Why do so many subscription mailings arrive all at once?
Mailings from Business Week, Fortune and the New York Times all arrived in my mailbox a few weeks ago.
Fortune made an unbelievable “corporate” offer, about 27 cents an issue if I subscribe for three years. They can’t even mail the magazine for that, can they?
I’d change the negative guarantee (if it ever fails …) to a positive (you must be …) and I’d mention it just once or, if I had to mention it twice as Fortune does, I’d at least phrase it the same way both times.
The mailing includes a freemium, a laminated bookmark, but the whole thing is pretty stark. The OE, a double window #10, just has a single line of copy: DO NOT BEND. Odd, but maybe it gets the envelope opened. There’s no letter, no brochure, just the offer and a BRE. I guess at 27 cents an issue, there’s not much room for frills.
Businessweek offered 83% off in the same kind of stark mailing with two big differences: 1) Where Fortune had offered one, two and three year options, Businessweek offered only one year; 2) then, after the year’s up, they’re going to charge your credit card the prevailing rate for a renewal, unless you remember to tell them not to.
The New York Times offered 6 months for 50% off. I won’t subscribe to the NY Times for free until they demonstrate some integrity.

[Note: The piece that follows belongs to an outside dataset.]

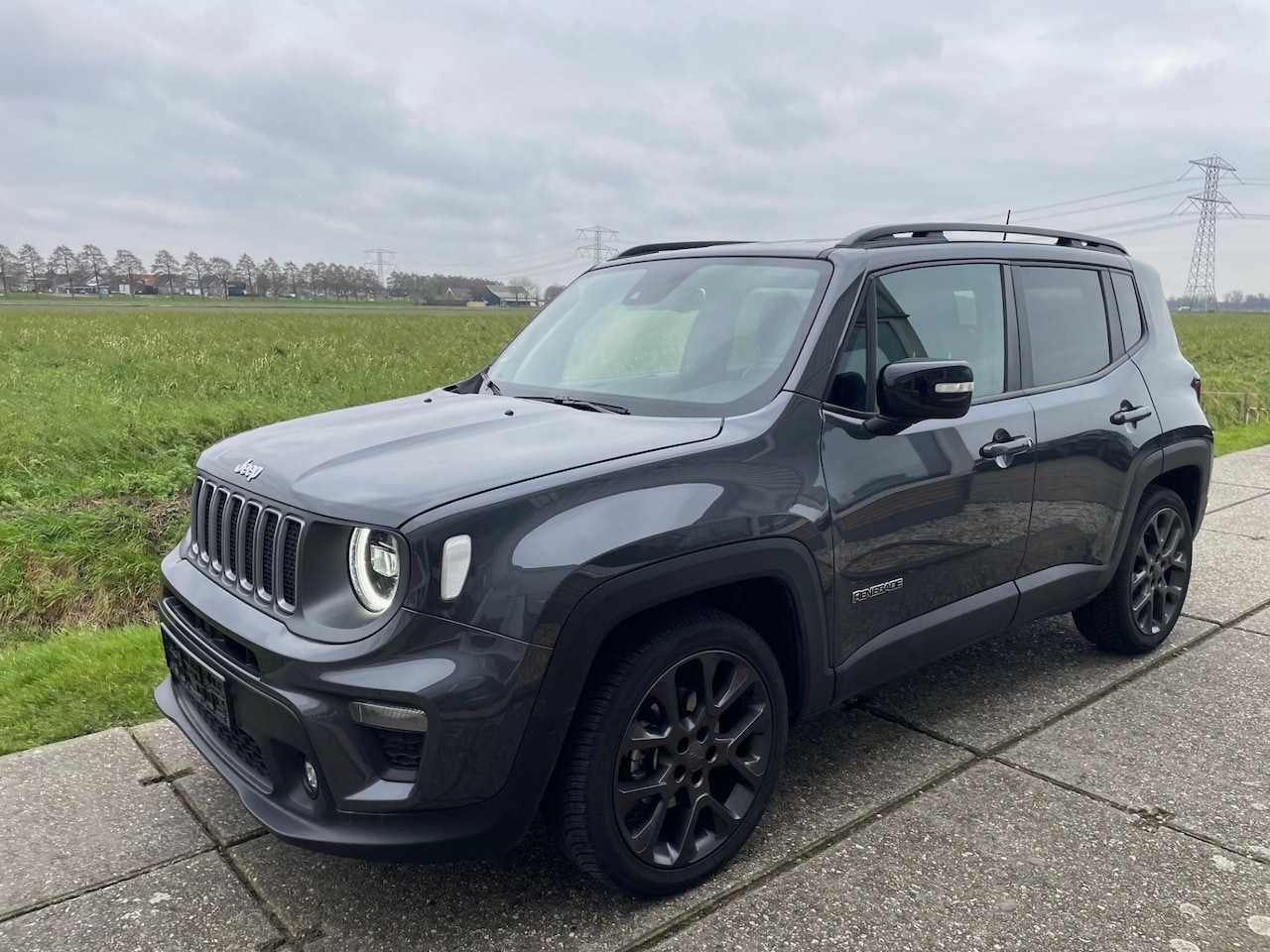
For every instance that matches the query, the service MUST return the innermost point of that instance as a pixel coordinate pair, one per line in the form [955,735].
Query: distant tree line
[90,271]
[1232,301]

All three mailings are odd because they’re so frills-free, but each is also odd for at least one unique reason. Fortune’s spectacular offer is so compelling, I might take them up on it. Businessweek put in a poison pill, that “till forbid” automatic renewal, and the NY Times replaced the truthful “Irritating one-sided news coverage, egregiously biased analysis and elitist sophomoric commentary” with “Thought-provoking news coverage, analysis and commentary”.